Puntai dritto, e passai attraverso le travi rinforzate. Opposero ancor meno resistenza della grata. Hatun mi seguì. Il suo scheletro sparso al suolo spiccava di un irreale candore, fra i resti scuri dei suoi abiti e le catene rugginose.

- Ora ti porto via.- dissi, al fantasma, sorridendo trionfante. O perlomeno, supponendo di averlo fatto. Mi chinai a raccogliere una tibia, ma le mie dita l'attraversarono. Tentai di nuovo, e di colpo, tornai al Piano Materiale. Risentire di nuovo così intensamente della forza di gravità mi fece rimanere stordito per qualche secondo. Nel frattempo, Hatun era sparito, o meglio, non potevo più vederlo, ma le sue ossa erano ancora al loro posto, grigiastre e familiari. Le raccolsi in un sacco di tela, legato ai miei abiti, attento a non dimenticare il minimo frammento. Feci scivolare dentro per ultime le falangi della mano destra, dopo essermi assicurato che fossero tutte, e qualcosa si abbatté di schianto contro la porta della cella. Mi voltai di scatto, serrando i cordoni della sacca. Il Carceriere! Ora che ero tornato materiale, era riuscito ad individuarmi! Cercò di infilare i pugni fra le robuste sbarre dello spioncino, ma erano troppo strette, e quindi tornò ai metodi drastici. Prese la rincorsa. Ad ogni spallata, il legno s'incurvava pericolosamente, e i cardini gemevano. Non avevo tempo di balzare nel piano Astrale. Dovevo trovare un diversivo. Raccolsi una pietra divelta e mi portai accanto alla porta, la schiena contro il muro, i cardini a portata della mia mano destra. Mi concentrai sul ritmo dei suoi colpi. Rincorsa, spallata, indietro. Rincorsa, spallata, indietro. Attesi di sentirlo lanciarsi contro la porta, e feci saltare con un colpo di pietra i cardini, già indeboliti. Non incontrando più resistenza, finì con tutta la porta contro la parete opposta, come avevo previsto. Mi precipitai fuori dalla cella, mentre cercava di rimettersi in piedi, intontito dalla botta.

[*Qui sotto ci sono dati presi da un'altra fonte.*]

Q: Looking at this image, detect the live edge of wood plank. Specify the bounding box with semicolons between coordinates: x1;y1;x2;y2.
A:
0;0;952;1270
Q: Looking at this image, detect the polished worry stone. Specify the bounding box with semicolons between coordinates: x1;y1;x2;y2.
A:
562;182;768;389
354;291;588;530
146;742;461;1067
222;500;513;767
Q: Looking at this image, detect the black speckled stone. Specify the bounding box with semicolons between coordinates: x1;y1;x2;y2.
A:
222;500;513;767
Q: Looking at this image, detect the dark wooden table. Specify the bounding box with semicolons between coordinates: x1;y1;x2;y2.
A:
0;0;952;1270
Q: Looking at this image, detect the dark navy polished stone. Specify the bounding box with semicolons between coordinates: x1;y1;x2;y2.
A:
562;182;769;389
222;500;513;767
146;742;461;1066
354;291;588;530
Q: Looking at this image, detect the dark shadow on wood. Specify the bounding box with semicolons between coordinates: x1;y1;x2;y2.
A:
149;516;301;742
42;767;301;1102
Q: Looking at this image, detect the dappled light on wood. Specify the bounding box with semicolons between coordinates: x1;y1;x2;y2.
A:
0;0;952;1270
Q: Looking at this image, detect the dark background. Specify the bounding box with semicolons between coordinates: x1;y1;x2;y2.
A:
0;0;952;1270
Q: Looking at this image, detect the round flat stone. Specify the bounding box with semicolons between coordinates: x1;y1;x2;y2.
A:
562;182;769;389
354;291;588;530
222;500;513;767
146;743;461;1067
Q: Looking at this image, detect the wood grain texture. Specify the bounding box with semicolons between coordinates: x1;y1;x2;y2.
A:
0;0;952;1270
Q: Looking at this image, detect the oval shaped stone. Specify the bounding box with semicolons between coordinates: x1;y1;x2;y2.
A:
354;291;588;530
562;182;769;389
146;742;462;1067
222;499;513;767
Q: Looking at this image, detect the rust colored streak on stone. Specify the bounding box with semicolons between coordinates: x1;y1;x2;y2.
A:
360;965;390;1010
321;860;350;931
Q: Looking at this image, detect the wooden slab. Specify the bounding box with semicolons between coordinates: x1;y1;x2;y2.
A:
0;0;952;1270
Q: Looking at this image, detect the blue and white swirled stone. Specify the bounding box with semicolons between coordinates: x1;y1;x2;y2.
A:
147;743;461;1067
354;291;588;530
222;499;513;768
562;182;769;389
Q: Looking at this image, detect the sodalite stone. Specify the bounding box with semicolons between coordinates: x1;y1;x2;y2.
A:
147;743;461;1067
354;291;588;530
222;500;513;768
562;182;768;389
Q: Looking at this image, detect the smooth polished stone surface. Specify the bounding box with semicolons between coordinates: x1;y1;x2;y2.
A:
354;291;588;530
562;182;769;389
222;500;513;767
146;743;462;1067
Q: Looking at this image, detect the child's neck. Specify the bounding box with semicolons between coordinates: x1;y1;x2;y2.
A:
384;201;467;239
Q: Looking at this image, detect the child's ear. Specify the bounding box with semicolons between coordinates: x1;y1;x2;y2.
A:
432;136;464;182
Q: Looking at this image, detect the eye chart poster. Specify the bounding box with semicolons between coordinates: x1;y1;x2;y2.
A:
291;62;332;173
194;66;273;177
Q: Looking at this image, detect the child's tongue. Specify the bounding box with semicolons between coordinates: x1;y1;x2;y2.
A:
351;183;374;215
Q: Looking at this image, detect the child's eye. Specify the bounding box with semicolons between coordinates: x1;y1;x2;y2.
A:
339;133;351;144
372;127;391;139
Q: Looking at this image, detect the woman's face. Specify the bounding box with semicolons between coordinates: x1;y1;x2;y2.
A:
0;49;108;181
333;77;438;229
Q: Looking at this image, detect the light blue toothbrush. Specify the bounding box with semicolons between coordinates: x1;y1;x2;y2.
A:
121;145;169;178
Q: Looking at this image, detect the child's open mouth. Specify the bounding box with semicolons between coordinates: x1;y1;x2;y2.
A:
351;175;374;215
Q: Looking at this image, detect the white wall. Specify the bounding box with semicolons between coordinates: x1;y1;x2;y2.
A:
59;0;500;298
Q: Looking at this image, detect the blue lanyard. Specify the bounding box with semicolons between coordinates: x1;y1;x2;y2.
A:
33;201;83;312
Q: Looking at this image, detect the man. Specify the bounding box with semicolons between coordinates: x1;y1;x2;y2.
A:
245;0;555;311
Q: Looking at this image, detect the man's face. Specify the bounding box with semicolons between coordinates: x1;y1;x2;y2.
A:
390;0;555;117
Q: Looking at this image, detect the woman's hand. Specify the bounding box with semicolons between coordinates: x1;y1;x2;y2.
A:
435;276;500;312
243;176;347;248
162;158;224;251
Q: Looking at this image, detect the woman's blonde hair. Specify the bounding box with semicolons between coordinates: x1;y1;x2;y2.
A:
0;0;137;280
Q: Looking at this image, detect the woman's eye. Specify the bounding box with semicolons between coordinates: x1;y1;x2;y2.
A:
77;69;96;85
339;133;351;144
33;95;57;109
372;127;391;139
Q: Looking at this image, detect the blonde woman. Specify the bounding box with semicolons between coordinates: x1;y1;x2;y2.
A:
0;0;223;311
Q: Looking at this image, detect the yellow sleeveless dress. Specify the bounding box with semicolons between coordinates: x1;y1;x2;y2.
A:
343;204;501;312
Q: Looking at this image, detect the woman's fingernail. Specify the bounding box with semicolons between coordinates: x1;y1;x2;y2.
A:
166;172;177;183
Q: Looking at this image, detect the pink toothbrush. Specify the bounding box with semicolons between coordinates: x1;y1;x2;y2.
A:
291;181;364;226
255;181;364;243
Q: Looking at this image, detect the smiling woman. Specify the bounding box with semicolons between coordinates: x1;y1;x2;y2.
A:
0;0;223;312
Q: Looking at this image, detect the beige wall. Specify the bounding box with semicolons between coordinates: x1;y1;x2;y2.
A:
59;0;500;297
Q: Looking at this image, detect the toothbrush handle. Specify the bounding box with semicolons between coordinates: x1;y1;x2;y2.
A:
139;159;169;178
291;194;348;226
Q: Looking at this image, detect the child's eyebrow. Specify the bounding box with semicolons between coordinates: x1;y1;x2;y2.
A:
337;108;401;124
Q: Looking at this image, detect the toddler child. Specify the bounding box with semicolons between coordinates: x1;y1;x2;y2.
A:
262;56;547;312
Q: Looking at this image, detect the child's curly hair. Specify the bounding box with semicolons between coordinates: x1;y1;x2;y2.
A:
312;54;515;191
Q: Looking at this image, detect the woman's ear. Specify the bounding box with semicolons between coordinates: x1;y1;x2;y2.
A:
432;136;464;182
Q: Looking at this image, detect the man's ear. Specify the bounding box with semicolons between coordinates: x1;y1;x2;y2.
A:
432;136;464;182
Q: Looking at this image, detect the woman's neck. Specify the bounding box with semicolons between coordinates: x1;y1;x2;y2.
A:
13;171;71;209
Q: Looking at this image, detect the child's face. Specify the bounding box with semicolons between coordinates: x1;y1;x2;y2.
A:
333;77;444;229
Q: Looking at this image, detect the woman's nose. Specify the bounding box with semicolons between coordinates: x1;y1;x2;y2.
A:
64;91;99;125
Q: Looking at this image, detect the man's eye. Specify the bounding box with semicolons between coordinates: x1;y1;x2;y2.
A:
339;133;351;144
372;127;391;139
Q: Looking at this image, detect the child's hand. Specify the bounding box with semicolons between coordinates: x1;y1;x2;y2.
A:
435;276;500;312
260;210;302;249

Non potevo uscire da dove ero entrato, non solo la grata si trovava troppo lontana da me, ma era anche abbassata. Potevo solo sperare ci fosse un'altra uscita.

Una lama passò sibilando accanto al mio orecchio. Non mi voltai indietro.

- Qui, sbrigati!- sentii gridare da una voce familiare. Alla mia destra, la porta di una cella, prima chiusa, si aprii, proprio mentre uno degli Scorridori mi atterrava sulle spalle. Mi gettai dentro, finendo sul pavimento, avvinghiato a quella belva. Sentii a stento lo scatto metallico della porta che si richiudeva, mentre gli artigli portavano via brandelli di vestiti e tessuti fibrosi. Era meno forte di quanto pensassi. Riuscii a metterla abbastanza presto con la schiena a terra, nonostante i colpi che mi arrivavano al viso. - Sta giù!- gridai, afferrandole il muso e sbattendo la sua testa al pavimento. La sentii afflosciarsi sotto di me, ma non per la botta: le avevo catalizzato all'interno abbastanza energia negativa per causare un coma temporaneo. Mi rialzai, pesto e graffiato, e strappai via una manica della camicia, ormai ridotta a poche strisce di tessuto.

- Grazie. - dissi ad Hatun, sincero. Stava fluttuando nei pressi del muro.

- Non c'è di che. Piuttosto sbrigati a tornare sul Piano Astrale, che ci sei quasi.-

Guardai fuori dalla cella, e vidi l'altro Scorridore e il Carceriere, pronti a farmi la festa.

- Ben detto. - risposi, e di nuovo il mio corpo raggiunse la membrana d'argento.